All of lore.kernel.org
 help / color / mirror / Atom feed
From: Benjamin Herrenschmidt <benh@kernel.crashing.org>
To: Bjorn Helgaas <helgaas@kernel.org>, Hari Vyas <hari.vyas@broadcom.com>
Cc: bhelgaas@google.com, linux-pci@vger.kernel.org, ray.jui@broadcom.com
Subject: PCIe enable device races (Was: [PATCH v3] PCI: Data corruption happening due to race condition)
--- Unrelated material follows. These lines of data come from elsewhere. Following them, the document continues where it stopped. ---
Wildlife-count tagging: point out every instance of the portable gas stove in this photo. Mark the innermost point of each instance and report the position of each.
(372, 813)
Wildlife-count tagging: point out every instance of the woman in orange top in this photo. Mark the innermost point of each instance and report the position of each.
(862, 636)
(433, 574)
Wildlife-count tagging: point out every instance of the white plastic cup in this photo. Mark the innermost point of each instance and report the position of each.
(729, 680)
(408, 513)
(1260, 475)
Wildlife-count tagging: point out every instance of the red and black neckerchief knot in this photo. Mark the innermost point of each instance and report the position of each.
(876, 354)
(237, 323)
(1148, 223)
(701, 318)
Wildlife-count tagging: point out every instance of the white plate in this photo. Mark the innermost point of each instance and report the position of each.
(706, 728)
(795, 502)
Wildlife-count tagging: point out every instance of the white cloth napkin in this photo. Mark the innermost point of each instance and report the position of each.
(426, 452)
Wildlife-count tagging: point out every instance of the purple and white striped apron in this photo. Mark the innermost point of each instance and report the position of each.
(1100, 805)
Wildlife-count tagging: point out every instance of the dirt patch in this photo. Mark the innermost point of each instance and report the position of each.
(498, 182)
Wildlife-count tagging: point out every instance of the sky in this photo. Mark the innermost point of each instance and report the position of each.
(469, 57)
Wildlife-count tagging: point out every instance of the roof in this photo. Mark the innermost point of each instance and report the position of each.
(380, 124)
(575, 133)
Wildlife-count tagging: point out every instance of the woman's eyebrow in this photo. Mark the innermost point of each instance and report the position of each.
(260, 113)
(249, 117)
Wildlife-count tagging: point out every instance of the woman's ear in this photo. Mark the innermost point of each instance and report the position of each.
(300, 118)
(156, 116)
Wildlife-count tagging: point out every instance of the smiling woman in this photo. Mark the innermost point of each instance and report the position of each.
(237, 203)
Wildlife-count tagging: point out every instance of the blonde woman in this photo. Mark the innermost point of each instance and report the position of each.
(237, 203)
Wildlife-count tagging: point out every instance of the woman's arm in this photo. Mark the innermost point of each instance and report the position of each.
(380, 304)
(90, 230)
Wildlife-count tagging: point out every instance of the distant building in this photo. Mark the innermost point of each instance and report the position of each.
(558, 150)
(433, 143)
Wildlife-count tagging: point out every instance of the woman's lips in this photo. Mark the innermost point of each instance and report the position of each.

Date: Wed, 15 Aug 2018 13:35:16 +1000	[thread overview]
Message-ID: <ecaed7664b46d73888d2494065905f8e108fc0f4.camel@kernel.crashing.org> (raw)
In-Reply-To: <20180731163727.GK45322@bhelgaas-glaptop.roam.corp.google.com>

On Tue, 2018-07-31 at 11:37 -0500, Bjorn Helgaas wrote:
> On Tue, Jul 03, 2018 at 02:35:40PM +0530, Hari Vyas wrote:
> > Changes in v3:
> > 	As per review comments from Lukas Wunner <lukas@wunner.de>,
> > 	squashed 3 commits to single commit. Without this build breaks.
> > 	Also clubbed set and clear function for is_added bits to a
> > 	single assign function. This optimizes code and reduce LoC.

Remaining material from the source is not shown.